The amount of places I’ve been able to go and things I’ve been able to do in the short amount of time I’ve been here is a little surprising. I recently did a long weekend in Paris, which would have been pretty much been impossible (and wildly expensive) had I attempted to do that from the US. On the way back from that, we stopped by Pisa to see the leaning tower, then got dinner in Florence on the way home. Who does that? Who just stops by cities like Pisa and Florence? Apparently me, because Europe is this crazy place where you can go to a million different places on any given weekend. I’m not saying you should go to a million different places, but the opportunities to get out and see new places are quite literally endless.

If I think back to how I was spending my weekends this time last year, the things that come to mind include laundry, homework, grocery shopping, and maybe (if I was feeling wild and crazy) going to get coffee or breakfast with a friend. Granted, this time last year was second semester sophomore year, which is the college equivalent of being punched in the kidneys continuously while waiting in a never-ending line at the DMV. But even still, had I not been taking 21 credits and stressing enough to take years off my life, my weekends probably would’ve been just as uneventful. Being here has taught me so much about what it means to have free time and use it in ways that make me happy. WHY would I spend an entire weekend locked inside doing homework when the weather is beautiful and there are places to go and things to do everywhere I turn? “But Michelle,” you might say, “America is boring and there’s nothing to do, it’s not like ~Europe~” To which I say, I REFUSE to believe that. Yeah, Europe’s really cool and I get to be abroad here and do fun Europe things like see the Eiffel tower and eat really good Spaghetti, but that’s beside the point. I will not accept as an excuse that there’s nothing to do, because I always leave Boston, and even Hillsborough, saying things like “Oh I wish I had done that this semester” or “I wish I got to do that this summer.” No more excuses, even things like sitting outside enjoying the sun, or seeing that part of the city that I’ve never really gotten to explore before are enough.

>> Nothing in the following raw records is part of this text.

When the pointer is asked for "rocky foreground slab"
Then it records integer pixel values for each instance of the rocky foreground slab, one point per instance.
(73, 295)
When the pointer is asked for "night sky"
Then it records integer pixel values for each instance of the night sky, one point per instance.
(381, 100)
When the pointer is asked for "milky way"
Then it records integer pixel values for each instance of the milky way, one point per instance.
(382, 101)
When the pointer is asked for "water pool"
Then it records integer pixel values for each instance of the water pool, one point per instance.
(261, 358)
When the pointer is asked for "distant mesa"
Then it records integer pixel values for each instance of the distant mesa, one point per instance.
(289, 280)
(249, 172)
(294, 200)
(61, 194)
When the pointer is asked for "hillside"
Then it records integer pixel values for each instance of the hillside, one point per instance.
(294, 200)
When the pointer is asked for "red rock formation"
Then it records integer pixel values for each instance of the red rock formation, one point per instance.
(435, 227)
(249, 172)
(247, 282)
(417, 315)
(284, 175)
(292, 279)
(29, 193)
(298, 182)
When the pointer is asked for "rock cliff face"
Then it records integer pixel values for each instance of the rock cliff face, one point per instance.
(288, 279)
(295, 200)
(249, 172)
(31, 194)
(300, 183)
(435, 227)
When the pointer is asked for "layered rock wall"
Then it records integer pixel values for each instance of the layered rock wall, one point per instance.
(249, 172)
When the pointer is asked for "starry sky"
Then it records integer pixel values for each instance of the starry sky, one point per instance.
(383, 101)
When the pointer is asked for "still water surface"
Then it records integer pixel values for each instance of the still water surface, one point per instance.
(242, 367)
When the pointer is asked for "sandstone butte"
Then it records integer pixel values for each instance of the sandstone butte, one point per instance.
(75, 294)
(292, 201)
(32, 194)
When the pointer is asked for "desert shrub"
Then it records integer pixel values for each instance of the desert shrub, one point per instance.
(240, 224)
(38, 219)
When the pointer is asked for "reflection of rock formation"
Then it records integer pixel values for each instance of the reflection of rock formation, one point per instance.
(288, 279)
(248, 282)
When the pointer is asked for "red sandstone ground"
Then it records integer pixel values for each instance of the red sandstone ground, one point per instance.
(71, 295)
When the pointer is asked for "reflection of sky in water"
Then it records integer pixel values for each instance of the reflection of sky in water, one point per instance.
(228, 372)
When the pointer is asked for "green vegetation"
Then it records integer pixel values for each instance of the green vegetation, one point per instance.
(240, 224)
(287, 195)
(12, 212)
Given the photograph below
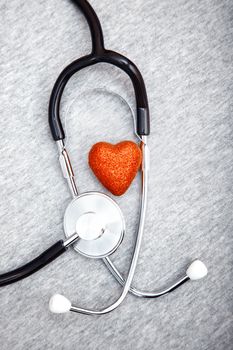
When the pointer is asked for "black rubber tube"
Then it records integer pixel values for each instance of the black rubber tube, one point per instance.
(28, 269)
(99, 54)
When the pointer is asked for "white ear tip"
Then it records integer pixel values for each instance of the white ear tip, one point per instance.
(196, 270)
(59, 304)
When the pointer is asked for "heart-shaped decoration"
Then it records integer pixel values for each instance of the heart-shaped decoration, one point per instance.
(115, 165)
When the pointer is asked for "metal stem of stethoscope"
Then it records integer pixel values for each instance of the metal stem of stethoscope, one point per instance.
(196, 270)
(69, 175)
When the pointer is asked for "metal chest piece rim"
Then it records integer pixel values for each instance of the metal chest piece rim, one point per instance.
(98, 221)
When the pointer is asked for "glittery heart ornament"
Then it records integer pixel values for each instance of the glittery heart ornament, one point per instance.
(115, 165)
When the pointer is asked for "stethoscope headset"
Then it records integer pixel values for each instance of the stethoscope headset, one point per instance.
(93, 223)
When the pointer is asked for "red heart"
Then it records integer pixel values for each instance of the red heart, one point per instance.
(115, 165)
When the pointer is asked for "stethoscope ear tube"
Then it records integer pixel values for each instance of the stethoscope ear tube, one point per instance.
(28, 269)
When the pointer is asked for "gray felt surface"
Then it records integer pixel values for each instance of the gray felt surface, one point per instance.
(184, 50)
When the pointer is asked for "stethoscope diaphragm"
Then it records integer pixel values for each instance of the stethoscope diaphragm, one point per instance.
(98, 221)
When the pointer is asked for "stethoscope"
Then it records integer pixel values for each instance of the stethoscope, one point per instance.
(93, 222)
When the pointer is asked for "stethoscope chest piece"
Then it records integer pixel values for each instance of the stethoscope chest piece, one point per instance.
(98, 221)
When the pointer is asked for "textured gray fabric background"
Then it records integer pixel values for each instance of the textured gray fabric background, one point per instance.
(184, 50)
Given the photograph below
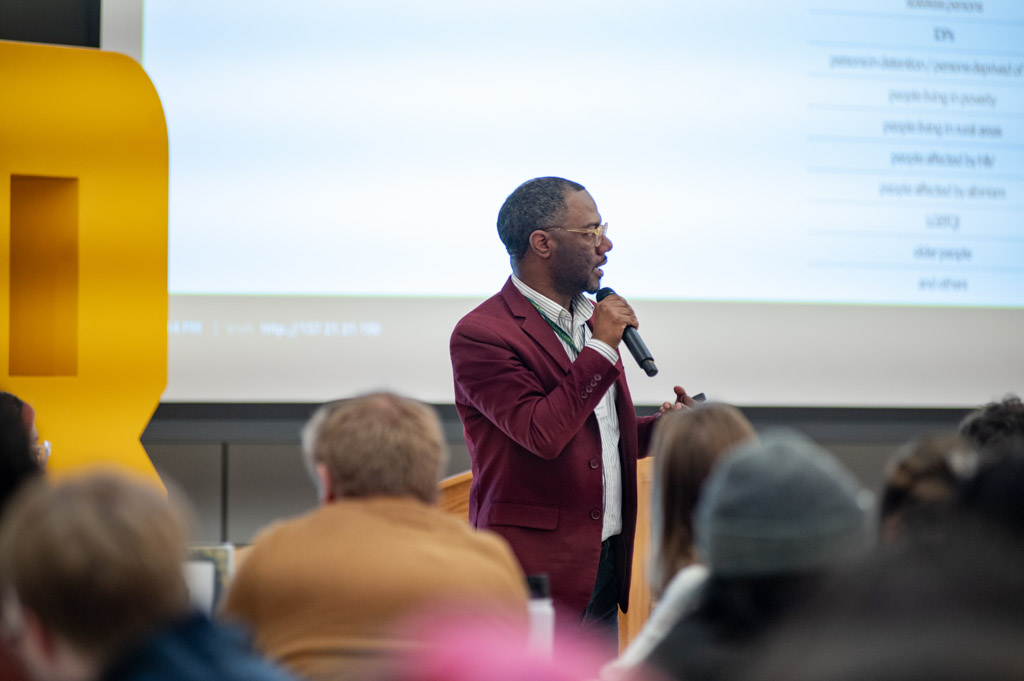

Since I’ve been here, I’ve been thinking a lot about this quote that I found a few years ago — on pinterest, of course, because where else would a teenage girl be looking for meaningful quotes about life and existence?:

“How we spend our days is, of course, how we spend our lives” — Annie Dillard

When I first read it, I had one of those, “wow this is great, I’ll start tomorrow,” kind of moments, and just tucked it away in the back of my mind. I haven’t stopped thinking about it recently though, because I feel like I’m finally realizing what it means to live in a way that is more about how I want to spend my time, not just how I need to spend my day. That’s something I don’t want to lose when I come back at the end of this semester.

There’s no reason to have to wait for a vacation or extended break for these things, and they don’t all have to be on the scale of full weekend trips. There’s so much around us that we usually just ignore because we’re so distracted by all the little things that have to get done. There are always going to be things that have to get done, and if we can’t look past those to the things that we actually want to experience, spending days of only doing the mandatory things turns into spending months and years that way. Before we know it, that’s how we spend most of our lives.

For me, it’s a matter of prioritizing the things that feel like living over the things that feel like getting by. Of course, I can’t ignore responsibilities, but there has to be a balance. Even little things can make a difference, and it’s worth considering whether the way we’re spending our days is the way we want to be spending our lives. The time will still fly by just as fast, but at the end of the day, we’ll feel fuller and happier because of it.